Persepolis is a graphic novel chronicling the story of the author's unforgettable childhood and coming of age in Tehran during the Islamic Revolution.
Having lived and taught in the Middle East for four years, I have first hand experience of women and girls who live the kind of double-life shown in the book, where "behavior in public and... behavior in private were polar opposites" (p.305). I enjoyed reading about the feelings and opinions of women who had lived without the veil, but who are then forced to wear it. I especially loved Satrapi's statement to a mullah, interviewing her regarding her 'ideologies' for a place at university (once they re-opened having had the curriculum re-written to support Islamic beliefs):
I have always thought that if women's hair posed so many problems, God would certainly have made us bald. (p. 284).

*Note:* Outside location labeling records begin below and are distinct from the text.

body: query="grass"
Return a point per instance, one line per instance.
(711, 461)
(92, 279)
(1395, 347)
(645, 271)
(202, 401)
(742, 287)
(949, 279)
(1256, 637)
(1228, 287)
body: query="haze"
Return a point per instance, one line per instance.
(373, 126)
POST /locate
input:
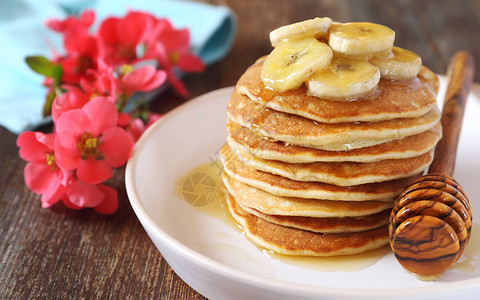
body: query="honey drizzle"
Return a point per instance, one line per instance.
(218, 209)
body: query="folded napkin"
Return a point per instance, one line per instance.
(23, 33)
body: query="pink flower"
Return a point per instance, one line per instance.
(143, 79)
(100, 81)
(121, 36)
(42, 173)
(89, 140)
(85, 19)
(72, 98)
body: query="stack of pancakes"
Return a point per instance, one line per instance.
(307, 176)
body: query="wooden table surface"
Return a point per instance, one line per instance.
(58, 253)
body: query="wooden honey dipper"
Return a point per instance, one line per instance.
(431, 220)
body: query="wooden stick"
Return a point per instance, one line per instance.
(460, 76)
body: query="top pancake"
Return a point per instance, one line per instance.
(391, 99)
(301, 131)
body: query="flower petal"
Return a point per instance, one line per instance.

I enjoyed Satrapi's constant questions about the 'regime', and how the novel points out the contradictions between private life and public life in a country plagued by political upheaval.

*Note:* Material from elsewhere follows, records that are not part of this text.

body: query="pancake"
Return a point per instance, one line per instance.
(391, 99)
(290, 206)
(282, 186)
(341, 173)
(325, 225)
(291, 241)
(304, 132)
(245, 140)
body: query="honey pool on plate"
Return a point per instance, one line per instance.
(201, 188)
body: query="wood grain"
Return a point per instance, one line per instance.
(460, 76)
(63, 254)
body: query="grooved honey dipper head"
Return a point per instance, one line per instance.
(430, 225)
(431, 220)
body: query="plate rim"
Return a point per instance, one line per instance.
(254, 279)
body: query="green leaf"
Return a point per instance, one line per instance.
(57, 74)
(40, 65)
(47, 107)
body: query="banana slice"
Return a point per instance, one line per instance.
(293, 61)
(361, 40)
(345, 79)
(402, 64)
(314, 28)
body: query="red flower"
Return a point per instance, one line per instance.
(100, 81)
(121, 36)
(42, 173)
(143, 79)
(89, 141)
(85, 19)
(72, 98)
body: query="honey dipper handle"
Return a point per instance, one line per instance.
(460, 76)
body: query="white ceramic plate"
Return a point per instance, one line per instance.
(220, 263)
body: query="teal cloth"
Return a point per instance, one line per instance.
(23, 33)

As a teacher in an international school, surrounded by third culture kids, it is interesting to read about people who don't feel they 'belong' anywhere in a true sense. The novel documents Satrapi's experimental high school years in Vienna far from her family and her culture, and her homecoming, both sweet and terrible, which she describes as a "calamity" that can be "summarized in one sentence: I was nothing". The dichotomy is that she was "a Westerner in Iran, an Iranian in the West. I had no identity" (p.272).

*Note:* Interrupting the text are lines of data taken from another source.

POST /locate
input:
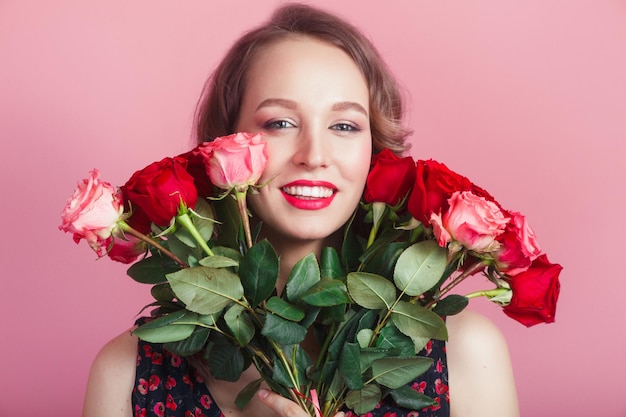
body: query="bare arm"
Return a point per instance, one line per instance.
(480, 372)
(112, 378)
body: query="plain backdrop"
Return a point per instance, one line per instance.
(527, 99)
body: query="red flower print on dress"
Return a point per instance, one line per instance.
(140, 412)
(440, 387)
(176, 361)
(436, 406)
(153, 383)
(206, 401)
(142, 386)
(159, 409)
(157, 358)
(419, 387)
(429, 347)
(147, 350)
(170, 403)
(170, 383)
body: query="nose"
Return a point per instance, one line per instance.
(312, 149)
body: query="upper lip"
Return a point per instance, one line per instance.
(310, 188)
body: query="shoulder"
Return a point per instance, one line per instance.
(479, 368)
(111, 378)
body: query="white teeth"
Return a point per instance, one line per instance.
(308, 192)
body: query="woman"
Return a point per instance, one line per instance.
(324, 101)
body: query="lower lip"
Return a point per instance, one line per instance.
(309, 204)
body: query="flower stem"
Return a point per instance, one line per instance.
(477, 267)
(127, 229)
(185, 221)
(240, 196)
(487, 293)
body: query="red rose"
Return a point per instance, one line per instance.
(535, 293)
(127, 249)
(390, 178)
(197, 169)
(160, 188)
(434, 184)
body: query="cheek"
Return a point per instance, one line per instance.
(358, 166)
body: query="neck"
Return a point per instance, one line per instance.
(291, 251)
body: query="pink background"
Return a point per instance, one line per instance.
(528, 99)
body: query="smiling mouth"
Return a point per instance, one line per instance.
(308, 192)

As a strong advocate of graphic novels in the classroom, I think Persepolis would be a great book to teach for IBDP particularly. It covers many issues about customs, traditions and culture that would open many interesting discussions. It is an informative, eye-opening and heart-warming read about a culture and life at once outrageous and familiar. Entwined with the history of her country yet filled with the universal trials and joys of growing up, Satrapi will appeal to and teach many about misunderstood areas of the world.